Pakistan flatly denies al-Qaeda collusion
Pakistan yesterday flatly denied colluding with al-Qaeda after the CIA said it refused to tell Islamabad about the raid on Osama bin Laden, fearing the terror kingpin might be tipped off.
"It's easy to say that the Inter-Services Intelligence (ISI) or elements within the government were in cahoots with the al-Qaeda," the top civil servant at the foreign ministry, Salman Bashir, told a news conference.
"This is a false hypothesis. This is a false charge. It cannot be validated on any account and it flies in the face of what Pakistanis and in particular the Inter-Services Intelligence has been able to accomplish."
Bashir spoke at the first news conference by a senior Pakistani government official in the country since bin Laden was killed.
Meanwhile, US President Barack Obama laid a wreath of red, white, and blue flowers at Ground Zero in New York yesterday, on a trip to bring closure to September 11 families.
Obama solemnly bowed his head and observed a moment of silence after laying the wreath at a spot where the famed twin towers of the World Trade Centre stood.

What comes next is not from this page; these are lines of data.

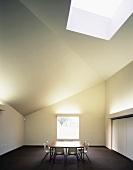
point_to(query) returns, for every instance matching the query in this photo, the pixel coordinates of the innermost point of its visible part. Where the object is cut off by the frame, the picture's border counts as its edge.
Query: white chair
(59, 151)
(46, 151)
(85, 151)
(73, 151)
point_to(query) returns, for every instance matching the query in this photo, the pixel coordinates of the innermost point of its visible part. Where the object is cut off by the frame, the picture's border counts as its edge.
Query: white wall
(123, 136)
(119, 97)
(41, 125)
(11, 129)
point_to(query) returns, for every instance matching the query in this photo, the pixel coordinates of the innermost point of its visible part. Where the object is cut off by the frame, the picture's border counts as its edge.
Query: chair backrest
(72, 151)
(46, 147)
(59, 151)
(86, 146)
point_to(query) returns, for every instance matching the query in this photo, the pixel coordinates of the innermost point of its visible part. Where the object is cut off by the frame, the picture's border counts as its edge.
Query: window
(67, 127)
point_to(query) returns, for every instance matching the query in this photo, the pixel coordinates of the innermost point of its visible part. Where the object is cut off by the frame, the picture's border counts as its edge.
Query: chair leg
(87, 157)
(45, 156)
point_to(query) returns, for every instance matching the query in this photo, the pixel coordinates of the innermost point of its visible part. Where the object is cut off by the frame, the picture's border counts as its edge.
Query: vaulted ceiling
(42, 63)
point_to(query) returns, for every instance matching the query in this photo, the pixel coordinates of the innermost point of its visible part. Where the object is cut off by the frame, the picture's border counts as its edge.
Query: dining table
(66, 145)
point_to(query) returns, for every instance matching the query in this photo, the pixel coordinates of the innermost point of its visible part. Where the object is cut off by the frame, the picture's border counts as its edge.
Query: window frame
(67, 137)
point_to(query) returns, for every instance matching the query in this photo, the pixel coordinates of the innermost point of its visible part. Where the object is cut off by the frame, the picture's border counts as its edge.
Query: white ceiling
(42, 63)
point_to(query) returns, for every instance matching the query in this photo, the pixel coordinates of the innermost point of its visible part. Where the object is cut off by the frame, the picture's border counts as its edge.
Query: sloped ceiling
(42, 63)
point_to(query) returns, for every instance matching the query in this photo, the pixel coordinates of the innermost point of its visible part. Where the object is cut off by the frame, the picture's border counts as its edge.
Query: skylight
(98, 18)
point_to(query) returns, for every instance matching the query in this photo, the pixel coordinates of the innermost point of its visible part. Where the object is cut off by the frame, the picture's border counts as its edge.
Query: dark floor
(30, 158)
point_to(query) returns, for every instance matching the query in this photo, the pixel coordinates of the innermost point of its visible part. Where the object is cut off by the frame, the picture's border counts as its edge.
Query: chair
(46, 151)
(85, 151)
(73, 151)
(59, 151)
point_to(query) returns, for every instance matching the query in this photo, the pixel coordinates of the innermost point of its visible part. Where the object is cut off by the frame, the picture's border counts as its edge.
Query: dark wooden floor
(30, 158)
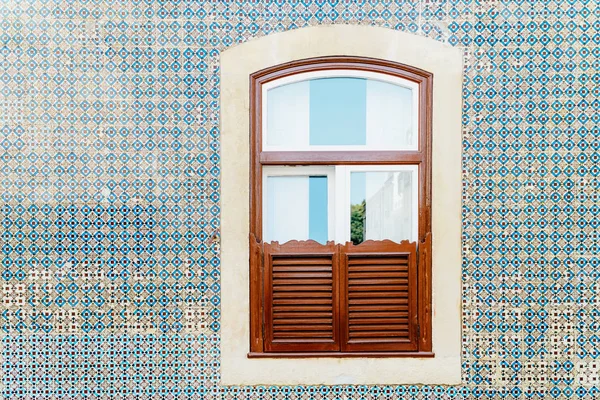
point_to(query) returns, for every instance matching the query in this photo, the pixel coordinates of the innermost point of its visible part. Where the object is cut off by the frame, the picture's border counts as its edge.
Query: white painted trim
(237, 63)
(339, 73)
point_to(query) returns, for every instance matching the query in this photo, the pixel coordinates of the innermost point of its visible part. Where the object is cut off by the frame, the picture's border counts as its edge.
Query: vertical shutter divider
(256, 295)
(424, 293)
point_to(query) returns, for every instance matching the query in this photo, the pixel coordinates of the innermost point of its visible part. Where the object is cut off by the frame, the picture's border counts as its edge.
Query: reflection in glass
(381, 206)
(341, 111)
(296, 208)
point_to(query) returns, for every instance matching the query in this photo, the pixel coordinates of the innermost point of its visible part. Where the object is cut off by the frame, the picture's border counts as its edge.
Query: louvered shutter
(301, 299)
(379, 297)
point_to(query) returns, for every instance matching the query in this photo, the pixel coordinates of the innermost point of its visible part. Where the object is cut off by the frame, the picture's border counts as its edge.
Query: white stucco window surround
(237, 64)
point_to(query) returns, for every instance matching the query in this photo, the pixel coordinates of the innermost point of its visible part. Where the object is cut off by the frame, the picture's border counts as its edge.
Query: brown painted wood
(256, 295)
(422, 158)
(386, 319)
(340, 354)
(303, 274)
(424, 268)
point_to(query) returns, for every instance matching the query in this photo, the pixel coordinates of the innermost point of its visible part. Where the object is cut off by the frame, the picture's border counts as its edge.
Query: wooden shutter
(379, 297)
(301, 299)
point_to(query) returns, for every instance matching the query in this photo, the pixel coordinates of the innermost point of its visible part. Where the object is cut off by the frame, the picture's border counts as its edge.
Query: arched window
(340, 208)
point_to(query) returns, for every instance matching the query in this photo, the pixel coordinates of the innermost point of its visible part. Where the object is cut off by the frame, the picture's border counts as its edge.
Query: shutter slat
(379, 296)
(300, 297)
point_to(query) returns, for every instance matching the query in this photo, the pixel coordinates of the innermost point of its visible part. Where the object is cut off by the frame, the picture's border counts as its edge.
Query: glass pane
(338, 111)
(381, 206)
(341, 112)
(296, 208)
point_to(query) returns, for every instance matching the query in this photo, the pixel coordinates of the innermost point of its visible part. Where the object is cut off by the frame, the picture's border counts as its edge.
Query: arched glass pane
(341, 112)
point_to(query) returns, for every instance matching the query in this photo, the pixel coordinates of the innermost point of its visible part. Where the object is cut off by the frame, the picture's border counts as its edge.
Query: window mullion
(342, 219)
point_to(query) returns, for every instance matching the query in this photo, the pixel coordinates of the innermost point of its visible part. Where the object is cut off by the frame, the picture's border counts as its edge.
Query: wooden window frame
(421, 158)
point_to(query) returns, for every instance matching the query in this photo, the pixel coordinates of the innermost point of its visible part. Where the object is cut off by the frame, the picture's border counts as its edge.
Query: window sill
(380, 354)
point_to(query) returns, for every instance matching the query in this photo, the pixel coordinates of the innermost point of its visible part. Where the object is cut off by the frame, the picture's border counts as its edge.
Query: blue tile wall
(109, 185)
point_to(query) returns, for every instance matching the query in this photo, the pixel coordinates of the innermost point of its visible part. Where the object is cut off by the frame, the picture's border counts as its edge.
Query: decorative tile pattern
(109, 184)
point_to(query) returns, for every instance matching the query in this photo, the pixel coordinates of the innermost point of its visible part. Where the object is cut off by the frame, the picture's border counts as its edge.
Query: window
(340, 215)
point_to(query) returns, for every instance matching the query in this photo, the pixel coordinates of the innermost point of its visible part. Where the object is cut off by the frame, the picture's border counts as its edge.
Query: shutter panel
(379, 297)
(301, 299)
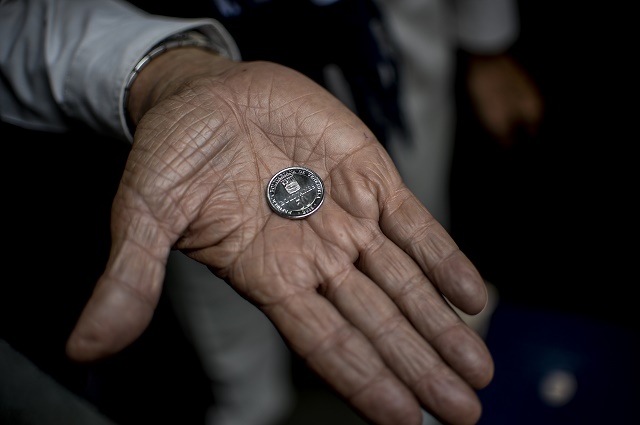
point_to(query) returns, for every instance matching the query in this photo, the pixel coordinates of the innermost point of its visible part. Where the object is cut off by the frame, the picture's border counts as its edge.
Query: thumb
(124, 300)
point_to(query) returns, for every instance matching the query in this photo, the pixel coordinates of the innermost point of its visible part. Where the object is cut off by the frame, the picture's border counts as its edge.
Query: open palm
(356, 288)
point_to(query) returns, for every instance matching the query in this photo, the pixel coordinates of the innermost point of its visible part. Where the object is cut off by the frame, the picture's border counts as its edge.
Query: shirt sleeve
(486, 26)
(67, 61)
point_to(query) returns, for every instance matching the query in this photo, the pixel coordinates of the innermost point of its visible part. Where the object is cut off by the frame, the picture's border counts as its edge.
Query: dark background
(551, 223)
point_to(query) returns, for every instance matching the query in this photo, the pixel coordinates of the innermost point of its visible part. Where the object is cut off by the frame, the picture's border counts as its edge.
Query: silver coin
(295, 192)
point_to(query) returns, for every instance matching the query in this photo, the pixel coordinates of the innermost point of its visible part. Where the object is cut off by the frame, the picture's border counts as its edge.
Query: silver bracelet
(183, 39)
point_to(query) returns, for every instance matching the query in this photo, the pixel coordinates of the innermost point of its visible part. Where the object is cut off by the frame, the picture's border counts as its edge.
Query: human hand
(504, 96)
(356, 289)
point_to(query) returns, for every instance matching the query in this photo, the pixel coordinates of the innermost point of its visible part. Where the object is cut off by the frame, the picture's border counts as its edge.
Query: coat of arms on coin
(295, 192)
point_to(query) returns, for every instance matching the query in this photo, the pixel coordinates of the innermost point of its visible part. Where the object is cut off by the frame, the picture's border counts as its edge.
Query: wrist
(161, 68)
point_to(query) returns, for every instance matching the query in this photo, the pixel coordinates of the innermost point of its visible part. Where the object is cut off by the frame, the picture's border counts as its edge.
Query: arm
(74, 67)
(356, 288)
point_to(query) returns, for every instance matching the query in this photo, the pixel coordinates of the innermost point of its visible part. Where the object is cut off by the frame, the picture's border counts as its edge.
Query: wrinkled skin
(356, 288)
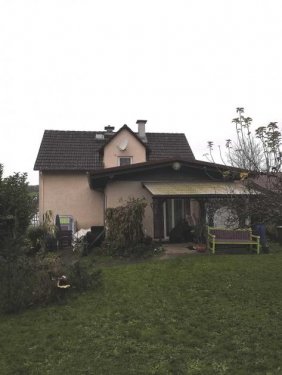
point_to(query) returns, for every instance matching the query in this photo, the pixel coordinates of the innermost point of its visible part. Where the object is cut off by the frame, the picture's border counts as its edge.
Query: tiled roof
(199, 188)
(79, 150)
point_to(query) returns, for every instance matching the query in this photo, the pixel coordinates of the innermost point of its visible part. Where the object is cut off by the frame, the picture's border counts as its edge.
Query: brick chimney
(142, 130)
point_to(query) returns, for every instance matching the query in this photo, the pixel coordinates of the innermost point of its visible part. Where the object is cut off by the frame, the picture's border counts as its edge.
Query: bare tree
(259, 156)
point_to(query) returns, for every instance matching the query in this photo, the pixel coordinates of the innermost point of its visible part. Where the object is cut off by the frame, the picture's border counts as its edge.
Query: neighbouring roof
(80, 150)
(194, 189)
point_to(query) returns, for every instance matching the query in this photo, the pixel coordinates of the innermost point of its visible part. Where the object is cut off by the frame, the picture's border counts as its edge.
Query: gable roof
(80, 150)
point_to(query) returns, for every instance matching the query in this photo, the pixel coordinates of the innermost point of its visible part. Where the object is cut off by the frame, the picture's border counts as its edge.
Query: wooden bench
(223, 236)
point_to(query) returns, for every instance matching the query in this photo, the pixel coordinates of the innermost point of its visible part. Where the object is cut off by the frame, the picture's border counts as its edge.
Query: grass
(190, 315)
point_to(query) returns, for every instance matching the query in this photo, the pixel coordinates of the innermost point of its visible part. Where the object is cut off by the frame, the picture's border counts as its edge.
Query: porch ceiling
(195, 188)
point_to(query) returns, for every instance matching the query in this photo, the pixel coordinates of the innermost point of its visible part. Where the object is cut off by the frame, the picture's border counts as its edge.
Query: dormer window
(124, 160)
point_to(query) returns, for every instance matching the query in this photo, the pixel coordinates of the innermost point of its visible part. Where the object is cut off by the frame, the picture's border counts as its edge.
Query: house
(82, 173)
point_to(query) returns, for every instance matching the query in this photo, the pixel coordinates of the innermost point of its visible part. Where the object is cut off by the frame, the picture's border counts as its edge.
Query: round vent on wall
(122, 146)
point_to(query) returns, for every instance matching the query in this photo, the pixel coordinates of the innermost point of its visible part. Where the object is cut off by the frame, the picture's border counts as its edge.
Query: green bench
(223, 236)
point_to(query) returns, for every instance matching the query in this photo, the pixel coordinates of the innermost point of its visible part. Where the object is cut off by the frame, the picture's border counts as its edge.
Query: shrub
(125, 224)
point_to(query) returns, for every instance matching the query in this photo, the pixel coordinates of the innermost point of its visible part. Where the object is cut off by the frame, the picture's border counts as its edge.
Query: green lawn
(192, 315)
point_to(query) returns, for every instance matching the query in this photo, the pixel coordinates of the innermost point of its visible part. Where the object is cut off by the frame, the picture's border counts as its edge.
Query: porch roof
(170, 189)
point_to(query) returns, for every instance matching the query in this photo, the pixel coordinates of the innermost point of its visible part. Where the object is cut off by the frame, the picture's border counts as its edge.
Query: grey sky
(183, 65)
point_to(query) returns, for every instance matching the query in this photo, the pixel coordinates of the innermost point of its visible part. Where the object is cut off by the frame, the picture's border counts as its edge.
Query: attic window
(124, 160)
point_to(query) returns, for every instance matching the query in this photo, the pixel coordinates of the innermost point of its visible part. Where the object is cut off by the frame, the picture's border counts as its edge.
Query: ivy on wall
(125, 223)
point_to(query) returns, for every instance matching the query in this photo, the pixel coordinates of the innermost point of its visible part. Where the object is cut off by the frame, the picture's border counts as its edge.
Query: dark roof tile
(79, 150)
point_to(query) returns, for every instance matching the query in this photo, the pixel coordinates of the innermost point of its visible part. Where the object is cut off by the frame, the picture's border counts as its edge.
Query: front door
(174, 211)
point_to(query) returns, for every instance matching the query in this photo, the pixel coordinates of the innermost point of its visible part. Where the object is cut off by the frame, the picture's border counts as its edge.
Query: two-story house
(82, 173)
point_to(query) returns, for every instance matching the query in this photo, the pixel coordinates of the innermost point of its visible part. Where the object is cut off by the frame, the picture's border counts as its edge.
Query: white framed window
(124, 160)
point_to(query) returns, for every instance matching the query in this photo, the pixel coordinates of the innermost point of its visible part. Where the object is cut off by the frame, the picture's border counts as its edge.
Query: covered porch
(190, 203)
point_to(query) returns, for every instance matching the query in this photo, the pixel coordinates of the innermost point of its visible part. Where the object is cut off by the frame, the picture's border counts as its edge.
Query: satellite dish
(123, 145)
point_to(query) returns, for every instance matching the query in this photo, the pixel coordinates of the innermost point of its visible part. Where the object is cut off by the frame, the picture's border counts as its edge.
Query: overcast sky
(182, 65)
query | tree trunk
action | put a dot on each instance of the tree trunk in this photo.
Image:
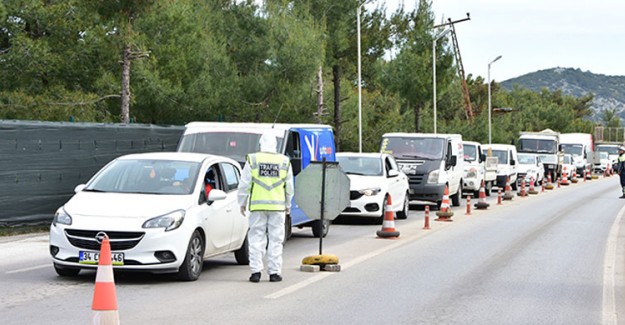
(336, 73)
(125, 110)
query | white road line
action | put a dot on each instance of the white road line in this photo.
(28, 269)
(609, 269)
(324, 275)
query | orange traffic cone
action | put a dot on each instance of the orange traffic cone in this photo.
(549, 185)
(445, 213)
(426, 225)
(481, 202)
(104, 304)
(388, 225)
(532, 188)
(522, 193)
(508, 191)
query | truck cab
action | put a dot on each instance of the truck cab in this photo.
(302, 143)
(431, 162)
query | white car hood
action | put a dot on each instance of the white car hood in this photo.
(359, 182)
(123, 205)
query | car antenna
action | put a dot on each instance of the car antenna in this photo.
(276, 119)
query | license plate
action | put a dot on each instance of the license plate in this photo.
(93, 257)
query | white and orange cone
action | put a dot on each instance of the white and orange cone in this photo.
(388, 225)
(445, 213)
(481, 202)
(104, 304)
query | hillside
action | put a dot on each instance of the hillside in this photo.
(609, 91)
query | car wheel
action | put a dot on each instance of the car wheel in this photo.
(288, 228)
(66, 271)
(242, 255)
(194, 259)
(320, 228)
(403, 214)
(455, 199)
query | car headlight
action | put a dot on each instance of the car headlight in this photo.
(433, 176)
(168, 221)
(370, 191)
(61, 216)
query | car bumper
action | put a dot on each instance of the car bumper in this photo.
(65, 248)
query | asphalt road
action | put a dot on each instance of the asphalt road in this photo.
(554, 258)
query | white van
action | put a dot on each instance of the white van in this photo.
(431, 162)
(507, 163)
(477, 169)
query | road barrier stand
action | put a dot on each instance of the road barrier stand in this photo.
(104, 306)
(426, 225)
(508, 196)
(445, 213)
(388, 225)
(481, 202)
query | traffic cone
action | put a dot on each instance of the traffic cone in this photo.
(104, 304)
(508, 191)
(426, 225)
(445, 213)
(481, 203)
(532, 190)
(549, 185)
(388, 225)
(522, 193)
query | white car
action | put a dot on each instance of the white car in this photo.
(154, 210)
(568, 166)
(374, 177)
(530, 167)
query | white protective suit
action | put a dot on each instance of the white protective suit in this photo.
(265, 225)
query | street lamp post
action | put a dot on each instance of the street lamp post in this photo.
(359, 82)
(439, 36)
(489, 105)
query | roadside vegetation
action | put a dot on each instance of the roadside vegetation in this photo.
(171, 62)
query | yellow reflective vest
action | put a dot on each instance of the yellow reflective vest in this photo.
(269, 172)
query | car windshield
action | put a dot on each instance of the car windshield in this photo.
(413, 148)
(502, 155)
(527, 159)
(572, 149)
(611, 150)
(146, 176)
(470, 152)
(537, 145)
(235, 145)
(368, 166)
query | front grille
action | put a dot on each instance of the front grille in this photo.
(416, 179)
(355, 195)
(120, 240)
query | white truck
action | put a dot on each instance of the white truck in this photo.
(546, 144)
(581, 147)
(477, 168)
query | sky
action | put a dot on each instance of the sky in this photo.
(533, 35)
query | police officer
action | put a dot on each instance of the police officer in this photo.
(267, 186)
(620, 168)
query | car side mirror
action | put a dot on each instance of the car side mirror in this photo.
(393, 173)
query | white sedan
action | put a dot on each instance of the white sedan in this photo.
(154, 209)
(375, 179)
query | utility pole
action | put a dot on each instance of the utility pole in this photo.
(465, 89)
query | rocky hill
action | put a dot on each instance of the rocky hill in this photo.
(609, 91)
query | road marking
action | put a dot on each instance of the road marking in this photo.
(323, 275)
(609, 269)
(28, 269)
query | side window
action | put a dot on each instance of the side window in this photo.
(231, 177)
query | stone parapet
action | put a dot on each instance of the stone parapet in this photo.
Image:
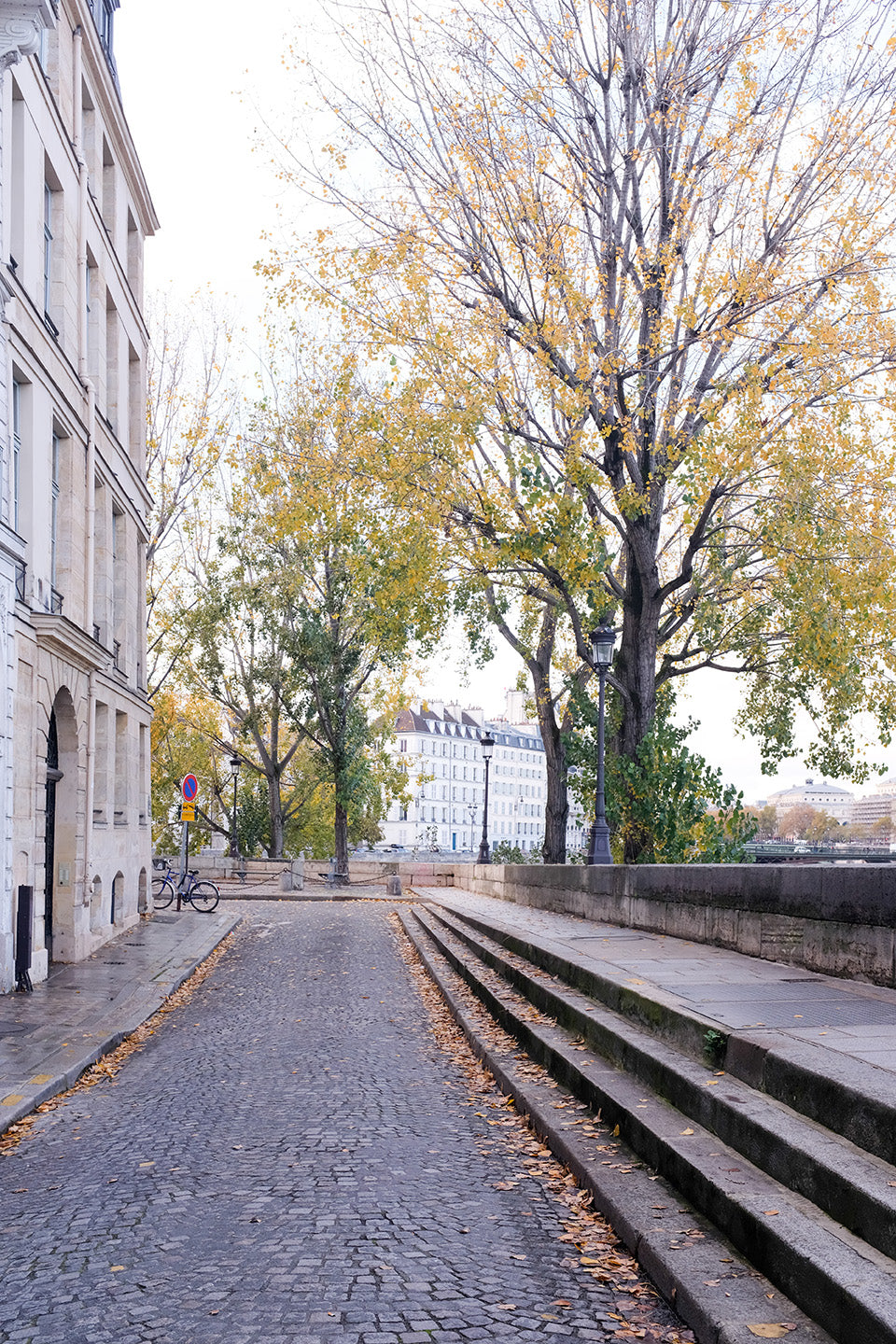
(840, 921)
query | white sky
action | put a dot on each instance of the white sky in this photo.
(192, 77)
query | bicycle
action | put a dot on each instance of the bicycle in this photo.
(202, 895)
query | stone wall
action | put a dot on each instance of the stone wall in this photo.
(834, 919)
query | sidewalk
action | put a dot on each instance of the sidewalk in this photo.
(82, 1011)
(843, 1026)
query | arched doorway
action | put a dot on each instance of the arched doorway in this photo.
(61, 827)
(54, 777)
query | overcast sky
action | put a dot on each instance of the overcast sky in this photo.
(198, 79)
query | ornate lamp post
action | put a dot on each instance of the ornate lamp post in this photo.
(488, 748)
(234, 769)
(602, 644)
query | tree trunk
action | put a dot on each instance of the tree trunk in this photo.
(342, 846)
(556, 809)
(636, 675)
(275, 818)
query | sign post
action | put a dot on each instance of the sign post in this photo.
(189, 790)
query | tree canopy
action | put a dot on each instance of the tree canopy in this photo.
(642, 256)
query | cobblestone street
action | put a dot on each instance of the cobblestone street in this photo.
(290, 1157)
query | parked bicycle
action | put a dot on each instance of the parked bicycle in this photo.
(202, 895)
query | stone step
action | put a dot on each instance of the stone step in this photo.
(846, 1096)
(840, 1281)
(856, 1188)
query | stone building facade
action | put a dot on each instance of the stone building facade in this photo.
(73, 498)
(821, 794)
(440, 745)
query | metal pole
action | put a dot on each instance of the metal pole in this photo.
(599, 847)
(184, 843)
(483, 847)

Obama later met relatives of victims of the attacks and took time out to meet firefighters and police, to acknowledge their heavy losses on the day of the attacks.
CIA director Leon Panetta said the Americans ruled out telling Islamabad about the planned raid against bin Laden's compound as they feared their Pakistani counterparts might alert the al-Qaeda chief.
Bashir did not directly respond to comments from the White House that US President Barack Obama reserved the right to take action again in Pakistan, but said there were "a number of questions" about how the covert raid took place.
A mainstream religious party, Jamaat-e-Islami, has called for protests Friday to denounce the US operation and Islamabad has to tread a fine line between its powerful ally in Washington and alienating its own people.
However, the government in Islamabad stopped short of labelling Monday's helicopter raid as an illegal operation and insisted relations between Washington and Islamabad remain on course.
Meanwhile, Pakistan yesterday said it wanted Washington to reduce its military personnel in the country and threatened to review cooperation in case of another raid similar to that which killed Osama bin Laden.